Hi all. Sorry for the mess of a title, I don't know the terms to properly describe what I'm trying to do. I have an equation:
Z = 10^((log(M)-6.09)/1.5)
where
M = 10^((1.5*W) 6.07);
and W is normally distributed, mean = 1.18, stdev = 0.746
The nature of W is that it's an event that happens again and again, obviously with an associated Z, which can then be summed. So far, I've approached this in a monte-carlo fasion, so I run the equations 10,000 times, giving me normally distributed W:
http://i.imgur.com/RsiOQZA.png
which results in 10,000 values for Z looking like this: (W is on the x axis, Z on the Y axis)
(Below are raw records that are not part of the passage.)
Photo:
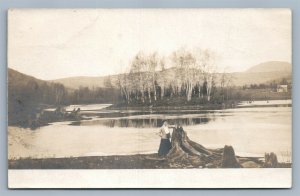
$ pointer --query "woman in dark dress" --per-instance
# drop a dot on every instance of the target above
(165, 144)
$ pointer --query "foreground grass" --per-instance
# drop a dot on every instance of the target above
(151, 161)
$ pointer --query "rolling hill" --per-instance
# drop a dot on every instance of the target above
(261, 73)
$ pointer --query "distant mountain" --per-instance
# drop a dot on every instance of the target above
(261, 73)
(271, 66)
(18, 79)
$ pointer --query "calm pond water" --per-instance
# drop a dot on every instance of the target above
(252, 129)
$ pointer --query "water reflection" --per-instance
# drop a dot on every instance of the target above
(145, 122)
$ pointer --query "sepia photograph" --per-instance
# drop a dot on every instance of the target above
(176, 93)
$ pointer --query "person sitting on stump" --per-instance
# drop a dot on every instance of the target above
(165, 143)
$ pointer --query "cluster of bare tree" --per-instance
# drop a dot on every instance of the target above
(191, 71)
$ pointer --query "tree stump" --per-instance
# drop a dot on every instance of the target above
(229, 159)
(185, 149)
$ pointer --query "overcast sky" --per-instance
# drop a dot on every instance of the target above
(51, 44)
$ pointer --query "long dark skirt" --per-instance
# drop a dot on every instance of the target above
(164, 147)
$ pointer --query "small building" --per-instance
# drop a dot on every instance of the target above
(282, 88)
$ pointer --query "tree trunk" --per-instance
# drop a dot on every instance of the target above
(149, 95)
(162, 92)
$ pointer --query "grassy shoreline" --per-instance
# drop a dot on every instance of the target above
(138, 161)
http://i.imgur.com/HdoCnWG.png
Hopefully you can see that whilst high values of W give very high Z, there are way more values of W at around 1, which would mean the sum of the Zs at about 1 would be greater than the sum of the Zs at 3 or 4.
I've created a bit of a hacky solution where I sort the W's into bins and sum the Z for those bins, resulting in a histogram like this:
http://i.imgur.com/Zmg4vas.png
and you can see that values of W between 2 and 3 make the greatest "contribution" to the sum of Z.
What I am sure it is possible to do, but that I don't have the mathematical chops for, is to solve this algebraically. I think it should be possible to draw a graph of the W vs the sum of Z.
Could someone point me in the right direction? Thanks!